# vibration in a brand new 20 HP Tohatsu



## swump (Apr 27, 2012)

I took a brand new Tohatsu 20, 4 stroke electric start for a shakedown cruise today on my 2001 Lowe 1648 MV. The Engine was shipped to me from TN; arrived on time, no damage, no sweat.

She cranked right up, but I noticed immediately that the engine seemed a little noisier than the very quiet 4 strokes I've used. Most troublesome is that the engine vibration seems excessive. Engine vibration is quite noticeable at idle way up in the bow of the boat. It's way more vibration than the 1981 evinriude 15 I ran for a while or the 1984 18 hp merc that preceded it. Vibration is bad in gear or at idle.

The motor starts and runs fine. After 2 hours of break in I ran open throttle for just a minute, got 23 MPH. But at speed there's vibration as well.

Any experience with a magic fingers engine? The dealer did not do the "Pre-Delivery Inspection" that Tohatsu says they should do in their literature. Is taht typical for an on-line dealer?

Thanks for the advice. Time to call the dealer and see what's up.
Swump


----------



## Specknreds (Apr 27, 2012)

I would take it to a dealer. Sounds excessive.

Did you check the engine oil and lower unit oil? a Lot of motors are shipped without oil to get around Haz-mat regulations.


----------



## swump (Apr 27, 2012)

These ship with lube in the lower unit; it's sealed.
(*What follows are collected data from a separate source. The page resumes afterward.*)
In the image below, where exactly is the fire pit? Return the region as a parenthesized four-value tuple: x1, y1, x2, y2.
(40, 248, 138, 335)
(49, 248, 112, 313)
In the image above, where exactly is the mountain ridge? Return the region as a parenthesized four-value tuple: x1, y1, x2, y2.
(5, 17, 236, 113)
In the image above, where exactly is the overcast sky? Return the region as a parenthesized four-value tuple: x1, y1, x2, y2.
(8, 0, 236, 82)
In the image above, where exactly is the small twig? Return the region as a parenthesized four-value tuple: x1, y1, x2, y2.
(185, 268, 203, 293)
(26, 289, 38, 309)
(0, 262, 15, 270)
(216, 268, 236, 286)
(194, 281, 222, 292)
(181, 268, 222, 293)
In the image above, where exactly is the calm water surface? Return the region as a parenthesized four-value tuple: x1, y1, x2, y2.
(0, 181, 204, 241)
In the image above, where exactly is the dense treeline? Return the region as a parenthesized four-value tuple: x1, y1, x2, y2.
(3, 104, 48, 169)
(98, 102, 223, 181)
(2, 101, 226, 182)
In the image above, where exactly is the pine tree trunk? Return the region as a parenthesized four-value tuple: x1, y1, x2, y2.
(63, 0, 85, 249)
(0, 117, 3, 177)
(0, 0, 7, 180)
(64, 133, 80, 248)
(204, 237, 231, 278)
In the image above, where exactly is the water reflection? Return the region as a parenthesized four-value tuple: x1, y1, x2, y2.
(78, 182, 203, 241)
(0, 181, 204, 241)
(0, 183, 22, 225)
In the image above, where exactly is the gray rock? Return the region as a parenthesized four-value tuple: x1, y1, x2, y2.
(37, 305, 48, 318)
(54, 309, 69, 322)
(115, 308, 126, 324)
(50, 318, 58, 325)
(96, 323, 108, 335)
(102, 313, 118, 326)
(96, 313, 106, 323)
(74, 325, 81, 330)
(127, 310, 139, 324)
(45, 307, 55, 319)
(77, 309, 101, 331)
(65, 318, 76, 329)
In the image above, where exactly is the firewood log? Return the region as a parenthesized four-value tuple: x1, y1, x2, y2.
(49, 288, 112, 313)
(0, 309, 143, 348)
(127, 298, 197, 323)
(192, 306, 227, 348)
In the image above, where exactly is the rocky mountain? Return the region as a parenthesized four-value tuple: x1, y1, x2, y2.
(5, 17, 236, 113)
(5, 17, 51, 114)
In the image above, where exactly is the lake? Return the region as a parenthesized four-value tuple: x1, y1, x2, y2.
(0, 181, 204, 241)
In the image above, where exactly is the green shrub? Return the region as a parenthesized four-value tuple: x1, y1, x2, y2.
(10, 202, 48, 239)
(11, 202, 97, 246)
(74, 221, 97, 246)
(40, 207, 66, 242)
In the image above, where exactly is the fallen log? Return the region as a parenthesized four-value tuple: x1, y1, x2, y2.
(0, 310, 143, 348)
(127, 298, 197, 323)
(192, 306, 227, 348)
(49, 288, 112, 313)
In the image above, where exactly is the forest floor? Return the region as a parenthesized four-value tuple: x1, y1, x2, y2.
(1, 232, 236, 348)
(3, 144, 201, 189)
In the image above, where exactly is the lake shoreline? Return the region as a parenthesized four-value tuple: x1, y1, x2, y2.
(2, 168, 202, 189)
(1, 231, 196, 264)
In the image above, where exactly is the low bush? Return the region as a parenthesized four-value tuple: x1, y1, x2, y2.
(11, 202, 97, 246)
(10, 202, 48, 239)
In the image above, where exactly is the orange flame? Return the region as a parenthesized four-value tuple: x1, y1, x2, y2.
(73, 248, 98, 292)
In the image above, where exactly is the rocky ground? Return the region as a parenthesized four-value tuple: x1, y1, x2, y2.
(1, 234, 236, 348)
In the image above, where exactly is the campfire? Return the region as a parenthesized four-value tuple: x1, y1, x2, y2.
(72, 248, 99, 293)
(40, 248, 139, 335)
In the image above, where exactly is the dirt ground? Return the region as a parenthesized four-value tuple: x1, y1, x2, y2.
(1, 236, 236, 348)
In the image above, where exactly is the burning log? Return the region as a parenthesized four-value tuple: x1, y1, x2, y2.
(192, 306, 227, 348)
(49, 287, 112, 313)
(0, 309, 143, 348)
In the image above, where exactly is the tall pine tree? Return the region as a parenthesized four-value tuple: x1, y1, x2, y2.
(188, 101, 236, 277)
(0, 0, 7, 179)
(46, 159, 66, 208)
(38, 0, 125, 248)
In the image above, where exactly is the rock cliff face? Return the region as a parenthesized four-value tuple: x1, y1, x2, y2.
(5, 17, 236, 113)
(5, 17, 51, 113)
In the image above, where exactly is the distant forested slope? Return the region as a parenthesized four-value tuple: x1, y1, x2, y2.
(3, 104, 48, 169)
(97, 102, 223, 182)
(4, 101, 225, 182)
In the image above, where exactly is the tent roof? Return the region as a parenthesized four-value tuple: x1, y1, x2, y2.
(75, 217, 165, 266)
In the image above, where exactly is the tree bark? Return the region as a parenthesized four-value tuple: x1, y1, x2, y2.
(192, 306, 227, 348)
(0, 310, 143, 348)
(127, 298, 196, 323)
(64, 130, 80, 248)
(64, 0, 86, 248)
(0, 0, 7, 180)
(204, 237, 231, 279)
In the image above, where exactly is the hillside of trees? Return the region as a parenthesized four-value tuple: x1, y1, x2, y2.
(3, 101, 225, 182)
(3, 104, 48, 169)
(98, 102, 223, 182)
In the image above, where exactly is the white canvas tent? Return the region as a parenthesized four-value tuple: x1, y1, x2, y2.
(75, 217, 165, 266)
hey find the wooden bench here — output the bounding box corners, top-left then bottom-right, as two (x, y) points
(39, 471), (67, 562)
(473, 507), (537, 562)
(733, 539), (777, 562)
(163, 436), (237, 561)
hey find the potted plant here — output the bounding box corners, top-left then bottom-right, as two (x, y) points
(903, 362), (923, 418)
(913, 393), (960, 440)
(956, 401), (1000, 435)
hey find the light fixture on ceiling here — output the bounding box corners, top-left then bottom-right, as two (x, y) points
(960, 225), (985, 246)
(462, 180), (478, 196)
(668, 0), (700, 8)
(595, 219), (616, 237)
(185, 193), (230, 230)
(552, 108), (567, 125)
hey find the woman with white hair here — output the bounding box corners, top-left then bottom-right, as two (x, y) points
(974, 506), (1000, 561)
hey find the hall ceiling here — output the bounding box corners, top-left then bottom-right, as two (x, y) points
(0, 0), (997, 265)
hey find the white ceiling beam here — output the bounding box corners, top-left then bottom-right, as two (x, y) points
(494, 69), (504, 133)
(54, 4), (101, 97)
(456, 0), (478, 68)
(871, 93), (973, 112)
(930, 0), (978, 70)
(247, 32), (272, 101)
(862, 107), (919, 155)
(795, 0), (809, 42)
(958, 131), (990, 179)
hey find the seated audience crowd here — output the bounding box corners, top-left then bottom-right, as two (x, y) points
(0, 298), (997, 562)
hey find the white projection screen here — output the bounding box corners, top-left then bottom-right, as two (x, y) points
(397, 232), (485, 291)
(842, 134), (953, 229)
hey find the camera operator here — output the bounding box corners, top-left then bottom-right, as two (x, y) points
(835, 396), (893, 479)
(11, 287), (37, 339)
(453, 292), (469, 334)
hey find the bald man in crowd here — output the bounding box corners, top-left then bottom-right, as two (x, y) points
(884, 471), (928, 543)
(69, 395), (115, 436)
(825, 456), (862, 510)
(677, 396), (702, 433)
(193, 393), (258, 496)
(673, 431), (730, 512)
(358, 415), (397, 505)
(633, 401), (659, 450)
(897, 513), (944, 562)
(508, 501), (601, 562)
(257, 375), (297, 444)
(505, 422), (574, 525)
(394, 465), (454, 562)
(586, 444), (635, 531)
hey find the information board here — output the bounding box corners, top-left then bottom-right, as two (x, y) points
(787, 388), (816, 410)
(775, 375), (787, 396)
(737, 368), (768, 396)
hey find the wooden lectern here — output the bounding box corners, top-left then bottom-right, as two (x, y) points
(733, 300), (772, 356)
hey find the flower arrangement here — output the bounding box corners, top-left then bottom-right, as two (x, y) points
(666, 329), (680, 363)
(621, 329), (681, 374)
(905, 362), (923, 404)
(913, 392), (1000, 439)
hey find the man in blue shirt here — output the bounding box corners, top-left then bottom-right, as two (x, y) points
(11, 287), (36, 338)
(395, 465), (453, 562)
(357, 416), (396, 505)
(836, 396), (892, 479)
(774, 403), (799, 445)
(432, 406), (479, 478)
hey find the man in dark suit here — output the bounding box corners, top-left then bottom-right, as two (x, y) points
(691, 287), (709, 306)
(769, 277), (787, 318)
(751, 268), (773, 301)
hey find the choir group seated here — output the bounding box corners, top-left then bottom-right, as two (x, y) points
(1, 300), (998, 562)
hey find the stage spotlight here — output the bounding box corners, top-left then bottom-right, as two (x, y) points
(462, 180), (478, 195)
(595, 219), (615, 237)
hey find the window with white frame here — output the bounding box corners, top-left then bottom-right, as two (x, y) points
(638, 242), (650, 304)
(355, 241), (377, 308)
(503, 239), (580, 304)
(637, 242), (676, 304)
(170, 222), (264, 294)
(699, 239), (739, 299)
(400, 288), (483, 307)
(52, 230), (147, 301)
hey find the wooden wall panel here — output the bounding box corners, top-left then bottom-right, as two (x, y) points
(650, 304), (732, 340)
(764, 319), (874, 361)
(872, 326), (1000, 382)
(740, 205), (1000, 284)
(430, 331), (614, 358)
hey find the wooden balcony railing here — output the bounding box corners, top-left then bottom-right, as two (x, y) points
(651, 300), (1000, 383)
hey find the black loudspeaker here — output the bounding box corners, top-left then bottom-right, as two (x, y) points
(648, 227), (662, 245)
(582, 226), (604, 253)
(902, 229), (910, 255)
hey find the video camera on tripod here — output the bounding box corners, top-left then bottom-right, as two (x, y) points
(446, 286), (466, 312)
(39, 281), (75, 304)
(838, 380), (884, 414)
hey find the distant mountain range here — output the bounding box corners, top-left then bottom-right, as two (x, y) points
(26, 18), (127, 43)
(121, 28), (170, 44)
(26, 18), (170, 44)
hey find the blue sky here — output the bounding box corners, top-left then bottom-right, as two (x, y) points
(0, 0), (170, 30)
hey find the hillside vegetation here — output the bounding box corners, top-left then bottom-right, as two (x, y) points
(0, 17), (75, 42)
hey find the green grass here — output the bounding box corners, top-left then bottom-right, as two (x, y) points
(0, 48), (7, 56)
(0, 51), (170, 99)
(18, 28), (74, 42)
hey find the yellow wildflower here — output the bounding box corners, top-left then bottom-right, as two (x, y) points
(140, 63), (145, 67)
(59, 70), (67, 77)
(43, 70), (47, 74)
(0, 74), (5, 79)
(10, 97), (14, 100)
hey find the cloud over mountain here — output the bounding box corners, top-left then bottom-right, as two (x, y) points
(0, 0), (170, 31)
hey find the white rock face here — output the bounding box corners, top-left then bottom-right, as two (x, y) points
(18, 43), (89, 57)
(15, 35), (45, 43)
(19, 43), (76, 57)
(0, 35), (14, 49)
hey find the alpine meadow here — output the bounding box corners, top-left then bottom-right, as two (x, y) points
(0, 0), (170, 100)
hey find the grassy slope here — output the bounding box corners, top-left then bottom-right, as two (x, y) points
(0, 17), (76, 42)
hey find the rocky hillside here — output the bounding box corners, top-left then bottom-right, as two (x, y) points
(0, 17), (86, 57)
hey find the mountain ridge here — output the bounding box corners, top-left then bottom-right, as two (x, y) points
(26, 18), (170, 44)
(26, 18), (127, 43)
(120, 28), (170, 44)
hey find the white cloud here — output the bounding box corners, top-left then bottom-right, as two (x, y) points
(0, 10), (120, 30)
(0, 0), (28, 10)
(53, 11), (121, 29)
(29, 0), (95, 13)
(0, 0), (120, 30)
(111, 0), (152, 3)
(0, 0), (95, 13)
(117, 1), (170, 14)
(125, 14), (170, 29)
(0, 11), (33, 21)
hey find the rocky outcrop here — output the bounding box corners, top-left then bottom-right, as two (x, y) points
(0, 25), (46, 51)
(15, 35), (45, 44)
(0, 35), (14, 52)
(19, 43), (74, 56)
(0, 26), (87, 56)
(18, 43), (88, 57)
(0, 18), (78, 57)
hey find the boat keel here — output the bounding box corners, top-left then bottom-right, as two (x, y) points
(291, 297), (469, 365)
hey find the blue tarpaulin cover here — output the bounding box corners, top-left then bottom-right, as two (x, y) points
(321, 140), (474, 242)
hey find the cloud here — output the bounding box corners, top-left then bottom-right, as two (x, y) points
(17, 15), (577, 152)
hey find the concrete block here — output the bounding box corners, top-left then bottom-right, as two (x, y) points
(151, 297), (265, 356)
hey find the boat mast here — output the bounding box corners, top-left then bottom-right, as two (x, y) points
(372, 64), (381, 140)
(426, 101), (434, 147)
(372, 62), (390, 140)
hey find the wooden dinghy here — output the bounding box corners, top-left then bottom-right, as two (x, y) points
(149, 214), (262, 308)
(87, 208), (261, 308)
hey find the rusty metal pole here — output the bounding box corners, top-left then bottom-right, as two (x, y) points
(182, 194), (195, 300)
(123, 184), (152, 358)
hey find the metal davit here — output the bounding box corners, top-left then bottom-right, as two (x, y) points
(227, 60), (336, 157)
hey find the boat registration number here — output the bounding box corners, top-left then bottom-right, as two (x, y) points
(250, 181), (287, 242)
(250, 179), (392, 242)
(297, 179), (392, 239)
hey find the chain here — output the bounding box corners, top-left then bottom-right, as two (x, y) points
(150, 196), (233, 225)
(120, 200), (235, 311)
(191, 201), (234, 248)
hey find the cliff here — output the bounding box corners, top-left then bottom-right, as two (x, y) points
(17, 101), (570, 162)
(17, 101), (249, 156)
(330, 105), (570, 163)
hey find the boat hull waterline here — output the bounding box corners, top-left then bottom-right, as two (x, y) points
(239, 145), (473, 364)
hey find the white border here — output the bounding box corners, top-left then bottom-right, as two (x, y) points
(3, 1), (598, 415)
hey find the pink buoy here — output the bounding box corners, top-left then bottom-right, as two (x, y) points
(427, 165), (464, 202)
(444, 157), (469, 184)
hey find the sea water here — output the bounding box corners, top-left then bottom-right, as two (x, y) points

I added a quart of engine oil. 

It vibrates at idle so I don't think it's lower unit. 

I've seen on other forums that the single cylinder 4 strokes vibrate, but not a lot on the 2 cylinder. The guy at on-line dealership says complaints about vibration are very rare in 2 cylinder engines.

I think I'll call a local dealer for service on this thing. 

Anyone else run a late model nissan or tohatsu 2 cylinder that can describe vibration or lack of?


----------



## richg99 (Apr 27, 2012)

If you don't find an owner here...check out www.microskiff.com web site. Lots of guys there have those motors, also the customgheenoe site. 

Rich


----------



## Johny25 (Apr 28, 2012)

I own one of those 4 stroke single cylinder 6hp Tohatsu's and it shakes, rattles and roles due to the one cylinder. I hate it actually and am selling it this summer because of the vibration it makes. The 2 cylinder should not behave that way though, the other cylinder should counteract the other and be smooth. I would take it to a dealer immediately as this does not sound right for a brand new 2 cylinder motor.


----------



## po1 (Apr 28, 2012)

I run a 2008 Nissan 18hp fourstroke and she's runs very quite and smooth. No vibrations at all from day one to year four. I followed the breaking procedures to a T. Best bet is to take it to a dealer if you've followed all the breakin procedures and have the correct lube and oil levels and have the engine mounted tightly on the transom.


----------



## turbotodd (Apr 28, 2012)

Have run one of those quite a bit.

They vibrate. Twin cylinder parallel engine-they vibrate unless they're counterbalanced VERY well, which the tohatsu 20 is not. The one I've run is also quite a bit noisier than any of the 20 HP Yamaha motors I've run. I actually have a couple videos comparing them, I may host them at Photobucket later when I've got more time.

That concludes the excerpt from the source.